EasyDock Python module to facilitate molecular docking
Project description
EasyDock - Python module to automate molecular docking
Installation
pip install easydock
or the latest version from github
pip install git+https://github.com/ci-lab-cz/easydock.git
Dependencies
from conda
conda install -c conda-forge python=3.9 numpy=1.20 rdkit scipy dask distributed
from pypi
pip install meeko
to use multiple servers for docking install paramiko (backend of dask if launched from the command line)
pip install paramiko
Installation of vina. There is a strict recommendation to install vina from sources https://github.com/ccsb-scripps/AutoDock-Vina, because version 1.2.3 (available from pip) contains a bug which result in very unstable docking scores. The fix will be included in later releases.
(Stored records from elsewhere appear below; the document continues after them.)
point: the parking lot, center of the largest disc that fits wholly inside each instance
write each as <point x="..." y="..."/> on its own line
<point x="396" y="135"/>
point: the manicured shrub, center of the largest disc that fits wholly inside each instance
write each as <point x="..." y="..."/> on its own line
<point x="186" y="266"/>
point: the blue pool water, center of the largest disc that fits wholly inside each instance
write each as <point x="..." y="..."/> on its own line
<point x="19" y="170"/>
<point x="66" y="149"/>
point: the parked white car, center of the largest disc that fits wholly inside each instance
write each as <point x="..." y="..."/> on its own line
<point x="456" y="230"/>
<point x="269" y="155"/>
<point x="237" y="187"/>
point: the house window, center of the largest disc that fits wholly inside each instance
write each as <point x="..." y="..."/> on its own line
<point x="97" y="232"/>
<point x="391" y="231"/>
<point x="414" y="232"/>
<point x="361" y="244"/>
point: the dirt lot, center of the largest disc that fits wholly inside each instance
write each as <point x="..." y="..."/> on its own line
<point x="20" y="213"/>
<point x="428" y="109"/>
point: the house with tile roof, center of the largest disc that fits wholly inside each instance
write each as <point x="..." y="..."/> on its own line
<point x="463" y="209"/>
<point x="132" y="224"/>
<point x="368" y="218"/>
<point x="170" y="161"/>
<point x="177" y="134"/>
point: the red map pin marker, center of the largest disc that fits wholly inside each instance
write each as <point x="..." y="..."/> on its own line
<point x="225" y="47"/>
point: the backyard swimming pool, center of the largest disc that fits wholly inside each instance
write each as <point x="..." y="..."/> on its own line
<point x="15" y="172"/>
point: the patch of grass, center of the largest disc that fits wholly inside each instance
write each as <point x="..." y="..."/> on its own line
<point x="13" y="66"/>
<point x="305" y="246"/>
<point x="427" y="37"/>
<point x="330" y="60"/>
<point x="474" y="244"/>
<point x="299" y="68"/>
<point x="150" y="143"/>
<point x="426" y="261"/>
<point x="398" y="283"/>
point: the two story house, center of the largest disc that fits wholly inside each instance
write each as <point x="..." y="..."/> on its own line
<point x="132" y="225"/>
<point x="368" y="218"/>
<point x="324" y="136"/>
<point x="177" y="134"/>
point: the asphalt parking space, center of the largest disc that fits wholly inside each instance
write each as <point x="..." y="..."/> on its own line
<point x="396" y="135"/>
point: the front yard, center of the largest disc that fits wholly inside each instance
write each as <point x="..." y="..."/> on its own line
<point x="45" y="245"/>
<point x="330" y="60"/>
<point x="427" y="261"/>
Installation of gnina is described at https://github.com/gnina/gnina
Description
Fully automatic pipeline for molecular docking.
Features:
- the major script
run_docksupports docking withvinaandgnina(gninaalso supportssminaand its custom scoring functions) - can be used as a command line utility or imported as a python module
- supports distributed computing using
dasklibrary - supports docking of boron-containing compounds using
vinaandsmina(boron is replaced with carbon before docking and returned back) - all outputs are stored in an SQLite database
- interrupted calculations can be restarted by invoking the same command or by supplying just a single argument - the existing output database
get_sdf_from_dock_dbis used to extract data from output DB
Pipeline:
- input SMILES are converted in 3D by RDKit, if input is 3D structures in SDF their conformations wil be taken as starting without changes.
- ligands are protonated by chemaxon at pH 7.4 and the most stable tautomers are generated (optional, requires a Chemaxon license)
- molecules are converted in PDBQT format using Meeko
- docking with
vina/gnina - output poses are converted in MOL format and stored into output DB along with docking scores
Example
Docking from command line
Docking using vina takes input SMILES and a config file. Ligands will not be protonated with Chemaxon, so their supplied charged states will be used. 4 CPU cores will be used (4 molecules will be dock in parallel). When docking will finish an SDF file will be created with top docking poses for each ligand.
run_dock -i input.smi -o output.db --program vina --config config.yml --no_protonation -c 4 --sdf
Example of config.yml for vina docking
protein: /path/to/protein.pdbqt
protein_setup: /path/to/grid.txt
exhaustiveness: 8
seed: 0
n_poses: 5
ncpu: 5
NOTE: ncpu argument in run_dock and config.yml has different meaning. In run_dock it means the number of molecules docked in parallel. In config.yml it means the number of CPUs used for docking of a single molecule. The product of these two values should be equal or a little bit more than the number of CPUs on a computer.
The same but using gnina
run_dock -i input.smi -o output.db --program gnina --config config.yml --no_protonation -c 4 --sdf
Example of config.yml for gnina docking
script_file: /path/to/gnina_executable
protein: /path/to/protein.pdbqt
protein_setup: /path/to/grid.txt
exhaustiveness: 8
scoring: default
cnn_scoring: rescore
cnn: dense_ensemble
n_poses: 10
addH: False
ncpu: 1
seed: 0
To use smina invoke gnina as shown above and make corresponding changes in config.yml
script_file: /path/to/gnina_executable
protein: /path/to/protein.pdbqt
protein_setup: /path/to/grid.txt
exhaustiveness: 8
scoring: vinardo
cnn_scoring: None
cnn: dense_ensemble
n_poses: 10
addH: False
ncpu: 1
seed: 0
Docking using multiple servers
To distribute docking over multiple servers one have to start dask cluster and call the script
dask ssh --hostfile $PBS_NODEFILE --nworkers 15 --nthreads 1 &
sleep 10
run_dock -i input.smi -o output.db --program vina --config config.yml --no_protonation --sdf --hostfile $PBS_NODEFILE --dask_report
$PBS_NODEFILE is a file containing list of IP addresses of servers. The first one from the list will be used by a dask scheduler, but it will also participate in computations.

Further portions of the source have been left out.